Melbourne Cup punters are betting with bitcoin, and there’s nothing anyone can do about it
Online betting sites using Cocos Islands web addresses investigated over possible breach
Racing season is about to hit its peak and, from Moree to Morphettville to Menangle to Moonee Valley, Australian races are attracting interest from international punters.
- Bitcoin cannot be used on Australian gambling websites, but overseas sites allow punters to gamble with the currency
- Bitcoin bets are difficult to trace because of the technology used
- Some experts fear the use of bitcoin heightens match-fixing risks
And, of course, they are betting on the Melbourne Cup too.
That doesn’t seem unusual until you see the website they are using.
It’s called 1xBit, and its primary currency is bitcoin.
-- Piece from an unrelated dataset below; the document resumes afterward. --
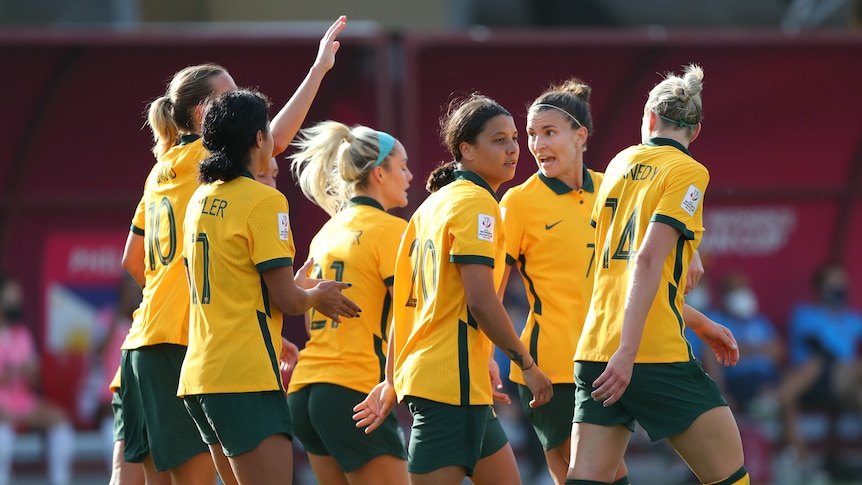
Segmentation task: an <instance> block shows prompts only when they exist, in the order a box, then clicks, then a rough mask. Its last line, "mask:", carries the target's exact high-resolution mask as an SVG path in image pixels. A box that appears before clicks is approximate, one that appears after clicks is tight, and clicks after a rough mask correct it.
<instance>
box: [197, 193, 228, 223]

Gambling with bitcoins is not allowed on Australian sites, but that doesn’t mean Australian sports aren’t attracting interest on the international cryptocurrency betting market.
AFL, NRL, Super Netball, NBA, greyhounds and even suburban soccer matches can be found on bitcoin betting sites with links to countries like Estonia, Montenegro, Curacao and Cyprus.
One site even uses a web address from the British Indian Ocean Territory — a collection of barely populated atolls midway between Sumatra and Madagascar.
And it’s this type of betting that is worrying those charged with keeping sport free of match-fixing.
Bitcoin’s ‘cloak of secrecy’
“As the use of bitcoins and other cryptocurrencies in sports betting becomes more prevalent, then the risk of match-fixing is heightened,” said sports lawyer and academic Catherine Ordway.
Suspicious bets placed on unregulated offshore betting sites are already difficult for Australian authorities to monitor.
When those bets are placed by bitcoin, they are virtually untraceable, because the online payment option provides near anonymity for its users.
“For those who don’t want integrity officers to see their betting, bitcoin adds another cloak of secrecy to it,” said Ray Murrihy, the retired chief steward of Racing NSW who is now on the board of Responsible Wagering Australia.
“With bitcoin, there’s no access to the identities of the parties involved.
“It’s very unlikely that the casual or weekend punter is going to be involved in this.
“It’s usually people that seek to hide their identity for one reason or another … perhaps people who have access to inside information.”
Diego Garcia is the largest atoll in the British Indian Ocean Territory, whose .io internet country code is used by one bitcoin betting website. (Creative Commons: Wikimedia)
But one punter who makes a living from betting on the bitcoin markets disagrees that only those with nefarious intentions gamble this way.
The Australian man, based in south-east Asia, does however believe bitcoin and betting sites are a match made in heaven for fixers.
“It’s definitely not an imagined threat,” says the man, who blogs about bitcoin betting under the pseudonym Bitedge.
“Professional athletes are mostly tech and gambling savvy young men in a career that will stop paying within 10 years.
“The first time we find out about crypto match-fixing will not be the first or last time that it happens.”
‘We can’t stop them’
One of the Australian competitions frequently featured on bitcoin betting sites is the AFL.
During the season, you could bet on not only who would win but who would score the next goal as the game unfolded.
Even using Australian dollars, that kind of betting is outlawed on local sites.
But the league said it was powerless to take action.
“The AFL does not have the ability to restrict or stop their operations,” league spokesman Patrick Keane said.
“The AFL has agreements with Australian-based wagering providers to enable us to track betting options around our sport, but we do not have those relationships beyond Australia.”
Racing Victoria said it was yet to approve any wagering operator to offer bitcoin betting.
“Any wagering activity must operate under an approved framework, and support product fees back to the industry,” a spokesperson said.
Earlier this year, the racing commission of the Northern Territory — where most of the country’s online betting sites are registered — poured cold water on the plans of online bookmaker Neds to start a bitcoin gambling service.
The commission told the ABC it did not approve sports bookmakers “to receive and pay bets in cryptocurrency such as bitcoin, on the basis of legal advice that suggested that it would not be lawful to do so in the NT”.
There are also questions over how effective match-fixing legislation will be against such activity being carried out via the bitcoin betting market.
Ms Ordway said current Australian laws were not set up to deal with match-fixing specifically involving cryptocurrency sites.
“Australian laws don’t specifically refer to bets placed on Australian sporting events using cryptocurrencies, from here or elsewhere, and it makes sense to review the laws to determine whether they should specifically refer to this new technology,” she said.
“But an argument could certainly be made that any form of corruption of an Australian sporting event, or element of an event, that impacts on a gambling outcome is covered by the national policy [on match-fixing], and relevant state or territory laws.”
Mr Murrihy said it may take an incident of match-fixing on the bitcoin betting market to awaken sports and authorities to the threat.
“I think sometimes it takes a headline or an exposé to put people on the alert,” he said.
“It’s a difficult one. There’s no real easy solutions, other than that sports need to be on tap with the intelligence agencies … and try to be alert to where this danger is.”